Все были печальны и нервны, как перед отъездом. По обыкновению, в комнату, где стоял стол с графином чистой воды, заперли «голубя» (на этот раз маленького Оскара Ховена, как и в день приезда Калиостро) и, прочитав молитвы, сначала спрашивали у него, видит ли он, что делается в зале, чтобы знать, готов ли он принять видения. По знаку Калиостро Шарлотта опустилась перед ним на колени, держа в руках карманные часики. Сам граф стоял у двери в маленькую комнату, чтобы лучше слышать ответы голубя.
— Видишь ли ты нас? — спрашивает граф.
— Вижу! — раздается из-за двери.
— Что делает Анна-Шарлотта?
— Стоит перед тобой на коленях, в руках у нее часы, на часах десять часов.
Все это вполне соответствовало происходившему.
— Что ты еще видишь?
За дверями было тихо.
— Что ты еще видишь?
Опять не было ответа. Все молчали и напряженно ждали. Шарлотта так и осталась, не вставая с колен. Вдруг в голубиной комнате нежно и внятно прозвучал поцелуй.
— О, небо! — прошептала Шарлотта.
Повременив, Калиостро снова спросил:
— Что ты видишь?
— Духа, он в белой одежде, на ней кровавый крест.
— Какое у него лицо, милостивое или гневное?
— Я не вижу, он закрыл лицо руками.
— Спроси об имени.
— Он молчит.
— Спроси еще раз.
— Он продолжает молчать.
— Спроси как следует.
— Он говорит… он говорит, что позабыл свое имя.
Калиостро побледнел и произнес дрожащим голосом:
— Что ты еще видишь?
Молчание. И снова нежно и внятно прозвучал поцелуй.
— Среди нас Иуда! — закричал на весь зал граф, смотря пылающим взглядом на Анну-Шарлотту.
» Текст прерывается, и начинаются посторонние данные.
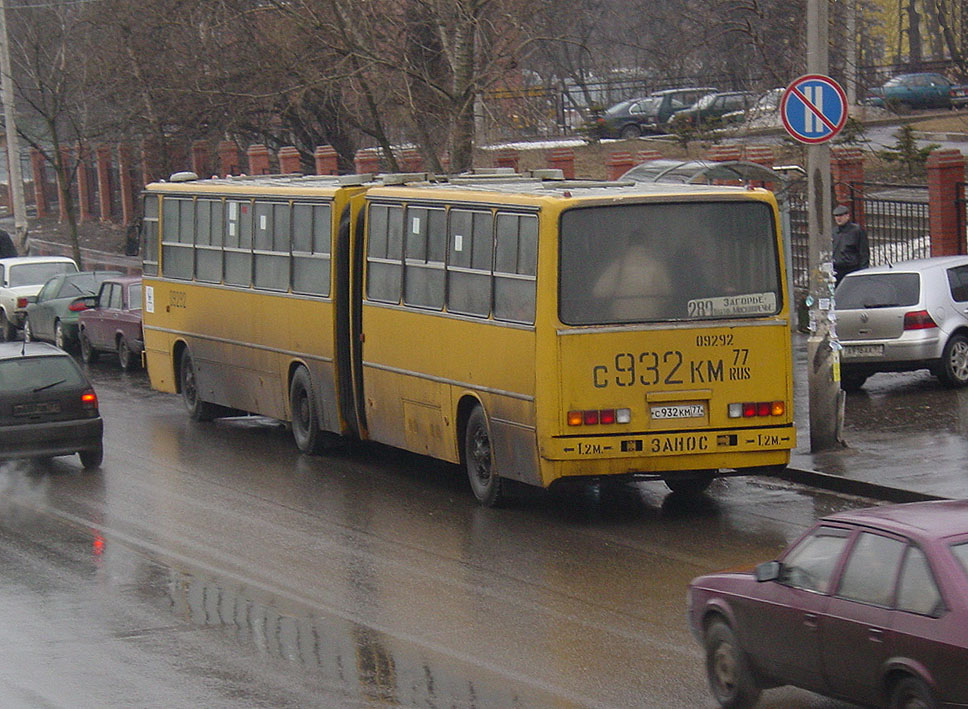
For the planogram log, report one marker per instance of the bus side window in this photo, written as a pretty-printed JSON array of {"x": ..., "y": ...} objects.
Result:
[
  {"x": 515, "y": 267},
  {"x": 384, "y": 253}
]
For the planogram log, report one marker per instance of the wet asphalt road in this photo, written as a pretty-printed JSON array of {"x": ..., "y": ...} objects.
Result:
[{"x": 212, "y": 565}]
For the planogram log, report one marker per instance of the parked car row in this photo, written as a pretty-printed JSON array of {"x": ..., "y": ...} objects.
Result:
[{"x": 52, "y": 301}]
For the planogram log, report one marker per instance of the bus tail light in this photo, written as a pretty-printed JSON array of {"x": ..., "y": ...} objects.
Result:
[
  {"x": 756, "y": 409},
  {"x": 594, "y": 417},
  {"x": 918, "y": 320}
]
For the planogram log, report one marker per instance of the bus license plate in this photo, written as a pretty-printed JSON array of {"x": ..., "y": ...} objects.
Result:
[
  {"x": 679, "y": 411},
  {"x": 856, "y": 351}
]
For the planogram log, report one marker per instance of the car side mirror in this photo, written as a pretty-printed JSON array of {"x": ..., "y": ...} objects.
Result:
[{"x": 767, "y": 571}]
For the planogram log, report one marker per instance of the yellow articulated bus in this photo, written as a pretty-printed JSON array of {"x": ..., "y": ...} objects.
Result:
[{"x": 531, "y": 328}]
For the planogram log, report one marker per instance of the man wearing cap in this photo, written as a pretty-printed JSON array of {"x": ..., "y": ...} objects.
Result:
[{"x": 851, "y": 251}]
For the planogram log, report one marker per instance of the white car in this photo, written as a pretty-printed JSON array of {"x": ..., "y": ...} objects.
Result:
[
  {"x": 21, "y": 277},
  {"x": 903, "y": 317}
]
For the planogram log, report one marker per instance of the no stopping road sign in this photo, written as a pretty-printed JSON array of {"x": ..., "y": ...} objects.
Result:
[{"x": 813, "y": 108}]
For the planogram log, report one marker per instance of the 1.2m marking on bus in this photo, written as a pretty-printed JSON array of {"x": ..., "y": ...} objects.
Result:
[{"x": 669, "y": 367}]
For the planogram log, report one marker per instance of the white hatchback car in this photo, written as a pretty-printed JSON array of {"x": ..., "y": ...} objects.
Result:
[
  {"x": 23, "y": 276},
  {"x": 903, "y": 317}
]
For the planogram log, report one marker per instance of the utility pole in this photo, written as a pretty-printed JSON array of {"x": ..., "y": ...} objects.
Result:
[
  {"x": 823, "y": 348},
  {"x": 13, "y": 146}
]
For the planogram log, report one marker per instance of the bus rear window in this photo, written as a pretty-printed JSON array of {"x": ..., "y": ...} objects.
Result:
[{"x": 668, "y": 261}]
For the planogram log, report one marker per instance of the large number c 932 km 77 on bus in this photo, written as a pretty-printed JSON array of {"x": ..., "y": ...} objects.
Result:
[{"x": 527, "y": 327}]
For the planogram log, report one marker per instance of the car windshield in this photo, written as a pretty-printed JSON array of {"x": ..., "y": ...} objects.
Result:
[
  {"x": 38, "y": 373},
  {"x": 668, "y": 261},
  {"x": 705, "y": 102},
  {"x": 32, "y": 274},
  {"x": 878, "y": 290},
  {"x": 134, "y": 297},
  {"x": 619, "y": 108},
  {"x": 961, "y": 553}
]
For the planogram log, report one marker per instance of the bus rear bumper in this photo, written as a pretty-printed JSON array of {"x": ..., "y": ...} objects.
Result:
[{"x": 651, "y": 455}]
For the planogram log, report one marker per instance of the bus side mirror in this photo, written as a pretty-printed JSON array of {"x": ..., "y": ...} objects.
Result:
[{"x": 767, "y": 571}]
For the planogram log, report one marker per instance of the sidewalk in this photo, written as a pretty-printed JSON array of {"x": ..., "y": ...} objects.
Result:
[{"x": 904, "y": 443}]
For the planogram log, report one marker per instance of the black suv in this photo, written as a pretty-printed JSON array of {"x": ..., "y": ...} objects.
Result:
[
  {"x": 637, "y": 116},
  {"x": 47, "y": 405}
]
Та закрыла лицо руками, поднялась среди общего смятения, но, когда, отведя руки, взглянула на неподвижного Калиостро, с криком: «Он сам» — упала на пол как бездыханная.
Лоренца долго не могла привыкнуть к петербургским белым ночам, она занавешивала тремя занавесками небольшие окна их квартиры близ Летнего сада, закрывалась с головою одеялом, даже прятала голову под подушку, напрасно: болезненная белизна, словно тонкий воздух или запах, проникала через все препятствия и томила душу, заставляла ныть сердце и кровь останавливаться.
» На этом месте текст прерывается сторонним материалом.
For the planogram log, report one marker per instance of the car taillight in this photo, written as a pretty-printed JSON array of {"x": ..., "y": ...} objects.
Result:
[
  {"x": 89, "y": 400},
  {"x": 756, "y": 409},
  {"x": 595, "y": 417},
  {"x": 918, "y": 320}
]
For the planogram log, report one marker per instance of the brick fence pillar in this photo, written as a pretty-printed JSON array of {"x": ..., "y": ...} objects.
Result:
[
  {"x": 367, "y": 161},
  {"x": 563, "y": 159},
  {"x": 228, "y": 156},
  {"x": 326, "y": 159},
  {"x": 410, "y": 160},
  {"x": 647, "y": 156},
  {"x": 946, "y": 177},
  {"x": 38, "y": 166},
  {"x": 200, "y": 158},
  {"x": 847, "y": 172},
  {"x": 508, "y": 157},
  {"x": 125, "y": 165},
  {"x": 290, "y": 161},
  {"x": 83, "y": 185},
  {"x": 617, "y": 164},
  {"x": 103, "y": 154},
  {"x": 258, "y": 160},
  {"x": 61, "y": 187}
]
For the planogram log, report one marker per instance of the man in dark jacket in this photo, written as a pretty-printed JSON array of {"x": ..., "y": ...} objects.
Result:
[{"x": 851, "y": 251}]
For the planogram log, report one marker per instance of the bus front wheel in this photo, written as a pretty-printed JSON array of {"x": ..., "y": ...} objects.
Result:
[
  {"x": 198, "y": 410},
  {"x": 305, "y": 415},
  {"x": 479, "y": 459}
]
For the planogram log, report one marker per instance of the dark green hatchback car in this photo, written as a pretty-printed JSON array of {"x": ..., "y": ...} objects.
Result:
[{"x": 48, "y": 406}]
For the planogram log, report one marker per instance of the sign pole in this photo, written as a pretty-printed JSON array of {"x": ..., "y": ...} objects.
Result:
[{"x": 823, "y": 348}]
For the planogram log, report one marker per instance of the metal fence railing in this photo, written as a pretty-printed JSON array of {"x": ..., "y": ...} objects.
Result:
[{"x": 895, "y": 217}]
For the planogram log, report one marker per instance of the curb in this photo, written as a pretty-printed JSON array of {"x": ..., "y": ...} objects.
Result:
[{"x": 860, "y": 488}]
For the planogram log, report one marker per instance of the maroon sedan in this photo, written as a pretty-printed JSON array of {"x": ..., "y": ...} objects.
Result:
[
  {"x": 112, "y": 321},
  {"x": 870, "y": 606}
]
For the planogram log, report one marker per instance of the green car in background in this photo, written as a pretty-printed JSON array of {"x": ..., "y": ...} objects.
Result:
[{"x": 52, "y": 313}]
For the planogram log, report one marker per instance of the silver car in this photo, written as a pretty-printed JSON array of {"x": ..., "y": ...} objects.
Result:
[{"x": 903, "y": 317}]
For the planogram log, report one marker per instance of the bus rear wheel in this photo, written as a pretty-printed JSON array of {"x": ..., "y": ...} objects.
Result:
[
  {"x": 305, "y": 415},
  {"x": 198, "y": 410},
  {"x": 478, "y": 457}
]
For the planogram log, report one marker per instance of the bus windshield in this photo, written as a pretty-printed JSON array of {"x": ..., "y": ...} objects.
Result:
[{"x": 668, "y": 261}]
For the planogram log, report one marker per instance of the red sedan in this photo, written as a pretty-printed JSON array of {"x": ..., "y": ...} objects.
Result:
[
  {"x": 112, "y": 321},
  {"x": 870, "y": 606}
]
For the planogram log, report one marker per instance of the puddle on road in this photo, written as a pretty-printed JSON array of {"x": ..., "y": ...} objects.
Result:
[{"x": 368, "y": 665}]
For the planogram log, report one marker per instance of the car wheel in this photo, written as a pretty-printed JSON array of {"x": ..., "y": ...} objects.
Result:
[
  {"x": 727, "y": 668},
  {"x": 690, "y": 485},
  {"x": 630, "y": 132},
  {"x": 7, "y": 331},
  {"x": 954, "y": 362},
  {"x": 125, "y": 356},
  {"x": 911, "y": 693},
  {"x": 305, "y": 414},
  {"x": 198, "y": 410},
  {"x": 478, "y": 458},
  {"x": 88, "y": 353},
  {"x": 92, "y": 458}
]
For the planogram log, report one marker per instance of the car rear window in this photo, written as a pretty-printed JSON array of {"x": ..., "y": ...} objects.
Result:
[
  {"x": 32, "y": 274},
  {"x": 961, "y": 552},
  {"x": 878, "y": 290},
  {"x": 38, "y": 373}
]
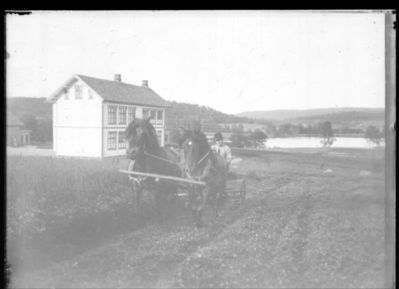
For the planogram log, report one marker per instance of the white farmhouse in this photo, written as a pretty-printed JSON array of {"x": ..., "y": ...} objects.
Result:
[{"x": 90, "y": 115}]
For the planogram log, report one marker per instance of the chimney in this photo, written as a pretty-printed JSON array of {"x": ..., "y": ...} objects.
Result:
[{"x": 118, "y": 78}]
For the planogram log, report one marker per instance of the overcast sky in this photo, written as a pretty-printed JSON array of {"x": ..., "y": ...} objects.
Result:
[{"x": 232, "y": 61}]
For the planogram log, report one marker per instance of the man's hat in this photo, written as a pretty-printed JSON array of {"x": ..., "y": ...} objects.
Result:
[{"x": 218, "y": 136}]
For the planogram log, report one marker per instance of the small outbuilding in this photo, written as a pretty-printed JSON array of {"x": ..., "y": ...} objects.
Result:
[{"x": 16, "y": 135}]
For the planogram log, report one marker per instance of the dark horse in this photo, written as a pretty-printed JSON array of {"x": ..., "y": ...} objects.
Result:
[
  {"x": 201, "y": 163},
  {"x": 148, "y": 156}
]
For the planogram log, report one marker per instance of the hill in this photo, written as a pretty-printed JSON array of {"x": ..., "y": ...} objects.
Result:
[
  {"x": 181, "y": 114},
  {"x": 178, "y": 114},
  {"x": 309, "y": 113},
  {"x": 25, "y": 106}
]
— Ах, Александр, я не могу! — говорила графиня. — Мы живем слишком близко к полюсу!
На Калиостро целодневное светло не производило такого болезненного впечатления; наоборот, эти ночи нравились ему и удивляли его, как и все в этом странном городе. Ему даже казалось, что призрачный свет самое подходящее освещение для призрачного плоского города, где полные воды Невы и каналов, широкие, как реки, перспективы улиц, ровная зелень стриженых садов, низкое стеклянное небо и всегда чувствуемая близость болотного неподвижного моря — все заставляет бояться, что вот пробьют часы, петух закричит, — и все: и город, и река, и белоглазые люди исчезнут и обратятся в ровное водяное пространство, отражая желтизну ночного стеклянного неба. Все будет ровно, светло и сумрачно, как до сотворения мира, когда еще Дух не летал над бездной.